FAFSA changes trip up colleges, students
Good morning. It’s Monday, and I’m heartbroken. Onto the five USC, Los Angeles and California stories you need to know for today.
Also: Shoutout to my colleague Riley Cooke who got a feature in the San Francisco Chronicle for her ace reporting on an active shooter at UC Berkeley. Riley writes our Morning, Cal newsletter.
1.
At first, it sounded great: The Free Application for Federal Student Aid — the notoriously convoluted form commonly referred to as the FAFSA — would be shorter, easier to complete and would ensure that more students could access the financial aid they need. But when the new form debuted this admissions cycle, things got worse. Technical glitches locked families out. Those that did manage to submit the form may receive incorrect aid estimates. And in late January, the FAFSA had seen fewer than half of the 1.5 million applications it saw at the same time last year. “Do you have a lost class because of this?” said a college financial aid director.
2.
The couple who inadvertently sparked the 2020 El Dorado fire in San Bernardino County by setting off a pyrotechnic smoke machine during their gender reveal party was ordered to pay $1,789,972 in victims’ restitution, and the husband will serve a year in county jail. The fire burned 22,000 acres, killed one wildland firefighter, injured 15 people, destroyed five homes and forced hundreds to evacuate. “Resolving the case was never going to be a win,” said the San Bernardino County district attorney.
3.
A helicopter crash near the California-Nevada border left six people dead, including the prominent CEO of one of Nigeria’s leading banks. The helicopter was bound for Boulder City, Nevada after departing Palm Springs, and witnesses said they saw the chopper crash in rainy and wintry conditions. Herbert Wigwe, the banker, led Access Bank PLC and was described as a “visionary leader” whose “impact will forever be felt.” Federal aviation officials are investigating the cause of the crash.
4.
Seven million Californians live in flood-prone areas, but only 1 in 4 homes in those regions are covered by flood insurance — leaving thousands to repair the damage from last week’s devastating storm out of pocket.
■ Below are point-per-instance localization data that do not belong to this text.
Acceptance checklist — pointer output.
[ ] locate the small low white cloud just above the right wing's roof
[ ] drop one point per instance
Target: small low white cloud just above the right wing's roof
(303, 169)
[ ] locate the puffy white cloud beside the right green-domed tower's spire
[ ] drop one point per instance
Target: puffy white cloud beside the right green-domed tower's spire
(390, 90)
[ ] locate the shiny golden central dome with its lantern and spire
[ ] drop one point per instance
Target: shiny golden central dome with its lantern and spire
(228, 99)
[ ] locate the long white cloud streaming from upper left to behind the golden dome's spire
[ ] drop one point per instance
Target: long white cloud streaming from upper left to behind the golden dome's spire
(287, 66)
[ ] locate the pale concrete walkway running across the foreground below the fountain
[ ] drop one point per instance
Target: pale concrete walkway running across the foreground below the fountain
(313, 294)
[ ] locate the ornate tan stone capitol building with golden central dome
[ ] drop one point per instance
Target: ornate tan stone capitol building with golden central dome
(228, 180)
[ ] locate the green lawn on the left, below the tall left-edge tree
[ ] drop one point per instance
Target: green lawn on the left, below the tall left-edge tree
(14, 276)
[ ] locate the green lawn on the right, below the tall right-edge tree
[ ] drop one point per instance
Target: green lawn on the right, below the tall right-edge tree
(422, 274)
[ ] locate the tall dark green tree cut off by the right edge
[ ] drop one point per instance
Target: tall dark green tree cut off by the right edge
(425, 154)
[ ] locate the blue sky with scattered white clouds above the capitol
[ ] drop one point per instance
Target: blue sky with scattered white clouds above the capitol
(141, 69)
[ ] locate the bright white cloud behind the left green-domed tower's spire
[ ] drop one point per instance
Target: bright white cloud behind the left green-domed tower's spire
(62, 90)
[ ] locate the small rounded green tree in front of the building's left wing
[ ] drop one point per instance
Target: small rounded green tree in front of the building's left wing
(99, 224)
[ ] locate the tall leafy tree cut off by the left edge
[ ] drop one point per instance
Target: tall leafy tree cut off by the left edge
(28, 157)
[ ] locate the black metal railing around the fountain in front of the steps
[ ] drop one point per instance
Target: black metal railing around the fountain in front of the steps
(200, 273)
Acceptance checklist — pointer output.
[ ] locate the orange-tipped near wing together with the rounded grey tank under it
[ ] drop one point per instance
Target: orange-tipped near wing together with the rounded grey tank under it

Blame lax enforcement and homeowner apathy. Flood coverage is mandatory for anybody who obtains a federally-backed mortgage for a property in a flood zone, but regulators and lenders don’t do a very good job of policing the policy. And, ultimately, it can be hard to get people to care. “People wear out hearing they’re going to die from earthquakes, fires and floods, and they get numb,” one expert said.
5.
An LA County principal was put on administrative leave after pretending to shoot people with finger guns and telling one student “boom, you’re dead” during an active shooter drill. Washington Elementary principal Nina Denson then allegedly took to the intercom to share that seven students were dead. “Oh he was really upset,” one parent said of her first-grader. “The one shocking, surprising thing he said as a 6-year-old was, ‘I’m just really glad none of my friends died.’” The school district said the drill was not in line with its protocol.